大步上前,一把將縮在角落的南宮鮮兒扯了出來,不客氣地仍在了地上。
“啊!”南宮鮮兒尖叫一聲,因爲南宮烈的動作太大,她在地上滾兩圈之後,一頭撞在了牆壁之上,發出嘭地一聲。
“父王,父王,您先別生氣,或許鮮兒真的不知道那金簪裡面有東西呢。”南宮厲行見狀,趕緊走上前去查看情況。
雖然這樣的局面,是早就料到的,可是父王做得也太過激烈的,鮮兒一個姑娘家,哪裡經得起父王如此大力的推搡?
“鮮兒,你怎麼樣?”
他蹲下身去,將南宮鮮兒護進自己的懷中,查看她被撞到的腦袋,看到沒有什麼事,才鬆了一口氣。
他們現在可指着鮮兒了,父王不是說來商談鮮兒與東方煜的親事的嗎?這會兒她要是出了什麼事情,該如何是好?
“二哥,鮮兒怕。

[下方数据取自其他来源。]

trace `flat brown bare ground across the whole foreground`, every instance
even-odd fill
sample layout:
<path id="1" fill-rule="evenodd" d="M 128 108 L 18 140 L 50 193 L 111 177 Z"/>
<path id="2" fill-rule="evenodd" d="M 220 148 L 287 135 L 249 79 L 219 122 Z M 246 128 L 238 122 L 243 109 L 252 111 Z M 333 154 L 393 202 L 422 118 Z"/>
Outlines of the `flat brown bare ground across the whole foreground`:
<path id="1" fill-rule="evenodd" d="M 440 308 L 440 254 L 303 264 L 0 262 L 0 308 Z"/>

”南宮鮮兒小聲地對着南宮厲行說道。
父王太可怕的,她又沒做錯什麼,就算是帶了幽骨酥來又怎麼樣,只要這個藥管用,能讓她順利入住主君院,什麼樣的手段不能使啊?
她到現在也不明白,南宮烈究竟是爲什麼而生氣。
南宮烈心裡是怎麼想的呢,自然是氣南宮鮮兒太蠢了,這種藥帶着也就帶着了,可是,非但沒有幫到她自己,收了東方煜的心,反而是讓他這個靖王爺在夜雨馨的面前鬧了一個天大的笑話。
將來就是同夜雨馨說話,都得低着聲音。
“你的意思是,這不是這個不孝女的錯,是你們那個上不得檯面的母妃的錯了,是不是?”南宮烈怒聲質問他們。
別以爲他真的什麼都不知道,這種東西,除了何慧那個女人,還有誰能想出來,還放在女兒的身上,真是下賤至極。
他當初真是瞎了眼,纔會寵幸了這樣一個女人。
“不,不是,父王,這不是母妃給鮮兒的,真的不是。”聽到南宮烈的質問聲,南宮鮮兒一顆腦袋立即搖得跟撥浪鼓似的。
自己已經落到了這步田地了,說什麼也不能把母妃給牽扯出來,她的將來,可都指望着母妃和二哥了。
若只是母妃,還不要緊,關鍵是母妃若是在靖王府裡失勢了,二哥也會跟着不受寵,父王向來是個冷血的,很有可能因爲這點兒小事,對母妃再也不管不顧。
她就算是做不了嫡公主,將來也在做靖王的親妹妹的,所以,二哥是絕對不能失了父王的信任的。
“不是?哼,你當本王好騙嗎?”有可能不是嗎?除了何慧,他再也想不出第二個人了。
這種骯髒的事情,她又不是沒做過,而且不是一兩次了,只是目的不一樣而已,以前她是拿幽骨酥來害人,而現在,她是用來幫女兒。